Fast forward to last year. Ngoepe began the 2015 season with AA Altoona. He was then promoted to AAA Indianapolis in late June. Combined with the two affiliates, Ngoepe had a .333 on base percentage along with a decent walk rate of 8.5% in 92 games. Over the last few years, most publications have considered Ngoepe the best defensive infielder in the Pirates system. Getting to watch him during the WBC qualifier for South Africa, his defensive abilities were certainly on display. With just one level away, can Ngoepe contribute to the Pirates at some point?

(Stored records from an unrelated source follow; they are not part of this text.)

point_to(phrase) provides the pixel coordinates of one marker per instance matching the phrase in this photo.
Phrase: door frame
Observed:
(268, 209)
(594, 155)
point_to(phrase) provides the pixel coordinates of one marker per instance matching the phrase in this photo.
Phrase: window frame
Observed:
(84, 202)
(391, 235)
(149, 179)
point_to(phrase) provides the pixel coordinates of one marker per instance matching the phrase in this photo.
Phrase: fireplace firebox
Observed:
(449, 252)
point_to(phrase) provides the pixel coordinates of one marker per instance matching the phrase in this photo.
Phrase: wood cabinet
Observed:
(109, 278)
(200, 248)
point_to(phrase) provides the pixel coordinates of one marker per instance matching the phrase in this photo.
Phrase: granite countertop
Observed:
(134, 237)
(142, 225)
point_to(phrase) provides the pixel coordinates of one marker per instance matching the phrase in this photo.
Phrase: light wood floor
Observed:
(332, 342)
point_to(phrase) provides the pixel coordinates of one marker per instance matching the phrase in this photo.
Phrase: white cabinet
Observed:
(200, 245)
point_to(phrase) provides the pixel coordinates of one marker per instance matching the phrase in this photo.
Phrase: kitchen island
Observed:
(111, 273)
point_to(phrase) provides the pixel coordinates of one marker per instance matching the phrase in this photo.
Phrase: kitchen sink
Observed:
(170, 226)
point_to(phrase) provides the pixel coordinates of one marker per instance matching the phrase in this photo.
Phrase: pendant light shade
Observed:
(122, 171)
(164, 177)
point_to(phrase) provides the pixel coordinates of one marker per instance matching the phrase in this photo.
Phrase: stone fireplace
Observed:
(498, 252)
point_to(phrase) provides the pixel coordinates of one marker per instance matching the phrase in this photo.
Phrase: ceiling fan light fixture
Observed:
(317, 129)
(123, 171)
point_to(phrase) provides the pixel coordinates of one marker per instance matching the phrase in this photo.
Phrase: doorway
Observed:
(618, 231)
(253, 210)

The complicated matter regarding Ngoepe is that he’s not a legitimate prospect, especially now that he’s 26. Plus, the Pirates have a few infield prospects that are much better with of course Alen Hanson, as well as Adam Frazier and Max Moroff, both of whom really broke out last season with Altoona. While Ngoepe doesn’t have exceptional offensive numbers, he does a decent job of getting on base, particularly with the free pass. Back in 2012 with High A Bradenton, he stole 22 bases, so he does have above average speed, and as mentioned, he plays solid defense. It’s not out of the realm of possibility that Ngoepe could find himself as a September call up for the Pirates this season, mainly to be used in pinch-run situations. Unless injuries start to occur with the infielders, then Ngoepe could get his shot off the bench in different scenarios. Ultimately, the Pirates could either hang onto him for AAA depth purposes or perhaps he could end up with another organization for more of a fair opportunity.